I see now that I misread the output file from GEMMA. Within it, there are actually 3 calls (ie, per SNP) to MphEM. It’s the third call that we want to reproduce.
From the above output, we see that the initial values, for the third call to MphEM() are:
\[V_g = \left(\begin{array}{cc} 2.73 & -0.39 \\ -0.39 & 0.74 \end{array} \right)\]
and
\[V_e = \left(\begin{array}{cc} 0.15 & 0.27 \\ 0.27 & 0.50 \end{array} \right)\]

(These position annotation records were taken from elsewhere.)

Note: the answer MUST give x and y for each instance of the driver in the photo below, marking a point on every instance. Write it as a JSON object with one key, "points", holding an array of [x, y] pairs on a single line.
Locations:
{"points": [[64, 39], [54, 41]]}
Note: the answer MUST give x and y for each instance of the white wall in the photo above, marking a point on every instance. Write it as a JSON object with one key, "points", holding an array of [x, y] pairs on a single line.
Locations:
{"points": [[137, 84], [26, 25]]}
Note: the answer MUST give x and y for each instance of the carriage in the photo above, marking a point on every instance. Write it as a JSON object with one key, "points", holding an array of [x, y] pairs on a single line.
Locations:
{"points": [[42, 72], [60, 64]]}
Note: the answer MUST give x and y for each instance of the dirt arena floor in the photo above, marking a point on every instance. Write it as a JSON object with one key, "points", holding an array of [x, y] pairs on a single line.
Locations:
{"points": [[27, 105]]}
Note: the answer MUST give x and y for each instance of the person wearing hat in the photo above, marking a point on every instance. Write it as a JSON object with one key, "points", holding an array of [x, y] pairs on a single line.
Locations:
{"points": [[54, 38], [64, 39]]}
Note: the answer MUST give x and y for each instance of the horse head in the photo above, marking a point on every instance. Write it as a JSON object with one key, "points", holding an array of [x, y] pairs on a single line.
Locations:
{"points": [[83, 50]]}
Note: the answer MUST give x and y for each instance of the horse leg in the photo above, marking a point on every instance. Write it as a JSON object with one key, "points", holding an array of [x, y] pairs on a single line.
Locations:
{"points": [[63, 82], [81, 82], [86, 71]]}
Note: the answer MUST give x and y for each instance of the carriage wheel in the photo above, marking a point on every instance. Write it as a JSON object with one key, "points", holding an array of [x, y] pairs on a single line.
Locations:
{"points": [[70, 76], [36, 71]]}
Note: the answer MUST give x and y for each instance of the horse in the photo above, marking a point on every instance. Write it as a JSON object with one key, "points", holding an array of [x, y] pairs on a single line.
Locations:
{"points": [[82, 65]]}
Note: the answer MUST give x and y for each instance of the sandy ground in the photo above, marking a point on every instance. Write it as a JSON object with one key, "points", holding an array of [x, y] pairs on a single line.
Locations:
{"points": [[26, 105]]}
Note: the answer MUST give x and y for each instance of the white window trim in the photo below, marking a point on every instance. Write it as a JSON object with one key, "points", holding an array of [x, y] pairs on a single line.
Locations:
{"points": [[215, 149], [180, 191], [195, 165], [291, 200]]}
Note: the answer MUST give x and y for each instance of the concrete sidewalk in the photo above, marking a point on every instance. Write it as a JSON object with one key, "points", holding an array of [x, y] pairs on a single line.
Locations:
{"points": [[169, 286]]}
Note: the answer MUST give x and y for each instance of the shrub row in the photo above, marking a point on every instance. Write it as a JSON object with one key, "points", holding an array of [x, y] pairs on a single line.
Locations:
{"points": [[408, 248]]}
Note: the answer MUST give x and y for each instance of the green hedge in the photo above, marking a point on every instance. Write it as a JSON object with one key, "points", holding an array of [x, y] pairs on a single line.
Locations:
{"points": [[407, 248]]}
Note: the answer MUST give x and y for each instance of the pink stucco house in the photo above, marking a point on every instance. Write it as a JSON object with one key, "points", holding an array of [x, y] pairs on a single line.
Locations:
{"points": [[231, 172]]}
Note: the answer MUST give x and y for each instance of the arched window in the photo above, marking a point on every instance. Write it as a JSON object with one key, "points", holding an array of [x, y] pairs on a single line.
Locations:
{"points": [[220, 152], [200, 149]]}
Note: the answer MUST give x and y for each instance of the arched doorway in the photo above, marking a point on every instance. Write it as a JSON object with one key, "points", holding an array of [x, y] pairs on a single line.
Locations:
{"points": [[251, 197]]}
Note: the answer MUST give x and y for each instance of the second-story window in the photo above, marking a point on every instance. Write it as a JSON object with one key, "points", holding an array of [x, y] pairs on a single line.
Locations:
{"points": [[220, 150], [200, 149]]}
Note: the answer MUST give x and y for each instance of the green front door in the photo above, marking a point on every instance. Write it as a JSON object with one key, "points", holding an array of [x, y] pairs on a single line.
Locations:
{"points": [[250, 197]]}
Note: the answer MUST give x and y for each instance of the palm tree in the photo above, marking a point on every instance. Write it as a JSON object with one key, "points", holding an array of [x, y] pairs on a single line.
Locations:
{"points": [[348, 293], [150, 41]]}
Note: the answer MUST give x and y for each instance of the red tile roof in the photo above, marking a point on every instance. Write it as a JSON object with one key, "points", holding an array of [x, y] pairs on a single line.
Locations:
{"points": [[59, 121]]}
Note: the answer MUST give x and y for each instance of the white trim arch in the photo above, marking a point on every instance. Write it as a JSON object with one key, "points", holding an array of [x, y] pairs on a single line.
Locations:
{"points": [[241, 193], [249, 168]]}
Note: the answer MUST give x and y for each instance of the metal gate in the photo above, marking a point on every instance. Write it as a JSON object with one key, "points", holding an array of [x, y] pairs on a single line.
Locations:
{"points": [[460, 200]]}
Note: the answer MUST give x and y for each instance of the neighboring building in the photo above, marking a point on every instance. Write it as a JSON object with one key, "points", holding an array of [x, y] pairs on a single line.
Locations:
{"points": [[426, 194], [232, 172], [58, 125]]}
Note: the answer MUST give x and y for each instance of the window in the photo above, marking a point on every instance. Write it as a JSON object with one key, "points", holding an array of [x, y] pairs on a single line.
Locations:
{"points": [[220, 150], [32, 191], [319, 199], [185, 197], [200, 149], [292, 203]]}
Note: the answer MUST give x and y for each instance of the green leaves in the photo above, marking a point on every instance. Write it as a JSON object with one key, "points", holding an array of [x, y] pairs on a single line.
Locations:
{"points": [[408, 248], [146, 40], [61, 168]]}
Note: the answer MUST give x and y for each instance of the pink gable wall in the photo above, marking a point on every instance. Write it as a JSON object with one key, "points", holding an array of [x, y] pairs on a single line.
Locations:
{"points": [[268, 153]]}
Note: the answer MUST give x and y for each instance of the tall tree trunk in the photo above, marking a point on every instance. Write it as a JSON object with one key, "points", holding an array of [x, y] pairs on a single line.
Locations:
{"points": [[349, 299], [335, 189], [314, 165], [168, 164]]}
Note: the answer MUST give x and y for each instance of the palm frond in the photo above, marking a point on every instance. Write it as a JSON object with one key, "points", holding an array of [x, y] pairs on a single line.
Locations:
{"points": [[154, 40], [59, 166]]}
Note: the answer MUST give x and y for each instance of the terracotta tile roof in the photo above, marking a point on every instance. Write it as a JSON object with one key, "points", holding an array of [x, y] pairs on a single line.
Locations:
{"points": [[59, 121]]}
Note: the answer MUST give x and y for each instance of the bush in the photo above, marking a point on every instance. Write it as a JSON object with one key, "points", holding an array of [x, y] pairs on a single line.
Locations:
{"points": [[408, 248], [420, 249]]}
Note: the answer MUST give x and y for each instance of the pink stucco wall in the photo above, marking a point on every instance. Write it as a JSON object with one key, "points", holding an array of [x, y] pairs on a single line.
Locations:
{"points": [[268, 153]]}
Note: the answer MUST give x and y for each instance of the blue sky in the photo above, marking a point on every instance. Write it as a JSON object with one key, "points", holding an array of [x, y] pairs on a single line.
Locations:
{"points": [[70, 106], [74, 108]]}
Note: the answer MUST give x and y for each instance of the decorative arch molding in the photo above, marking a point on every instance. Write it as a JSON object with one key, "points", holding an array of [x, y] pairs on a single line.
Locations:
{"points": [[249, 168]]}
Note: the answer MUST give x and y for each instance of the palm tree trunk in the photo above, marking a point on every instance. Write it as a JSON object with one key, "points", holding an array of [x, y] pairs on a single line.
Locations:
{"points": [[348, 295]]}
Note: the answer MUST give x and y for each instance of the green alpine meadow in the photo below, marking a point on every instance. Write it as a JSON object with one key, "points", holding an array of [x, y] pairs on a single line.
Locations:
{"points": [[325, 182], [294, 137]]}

and, after a single update, the matrices are:
\[V_g = \left(\begin{array}{cc} 2.74 & -0.40 \\ -0.40 & 0.74 \end{array} \right)\]
and
\[V_e = \left(\begin{array}{cc} 0.15 & 0.27 \\ 0.27 & 0.51 \end{array} \right)\]
Can we get our gemma2
R code to do this?
MphEM(eval = e_out$values,
X = t(cbind(1, g1m)) %*% e_out$vectors,
Y = t(phe16) %*% e_out$vectors,
V_g = matrix(c(2.73, - 0.39, - 0.39, 0.74), nrow = 2),
V_e = matrix(c(0.15, 0.27, 0.27, 0.50), nrow = 2)
) -> out1
out1[[1]][c(2:3)]
#> $Vg
#> [,1] [,2]
#> [1,] 2.706773 -0.4119620
#> [2,] -0.411962 0.7428087
#>
#> $Ve
#> [,1] [,2]
#> [1,] 0.1531700 0.2761671
#> [2,] 0.2761671 0.5119295
Now try with ec_out
MphEM(eval = ec_out$values,
X = t(cbind(1, g1m)) %*% ec_out$vectors,
Y = t(phe16) %*% ec_out$vectors,
V_g = matrix(c(2.731324, - 0.394865, - 0.394865, 0.737116), nrow = 2),
V_e = matrix(c(0.147467, 0.272090, 0.272090, 0.502031), nrow = 2)
) -> out1
out1[[1]][c(2:3)]
#> $Vg
#> [,1] [,2]
#> [1,] 2.7372540 -0.4041481
#> [2,] -0.4041481 0.7434534
#>
#> $Ve
#> [,1] [,2]
#> [1,] 0.1495667 0.2759642
#> [2,] 0.2759642 0.5091793
The results, above, are accurate to within rounding.
Zhou, Xiang, and Matthew Stephens. 2014. “Efficient Multivariate Linear Mixed Model Algorithms for Genome-Wide Association Studies.” Nature Methods 11 (4): 407–9.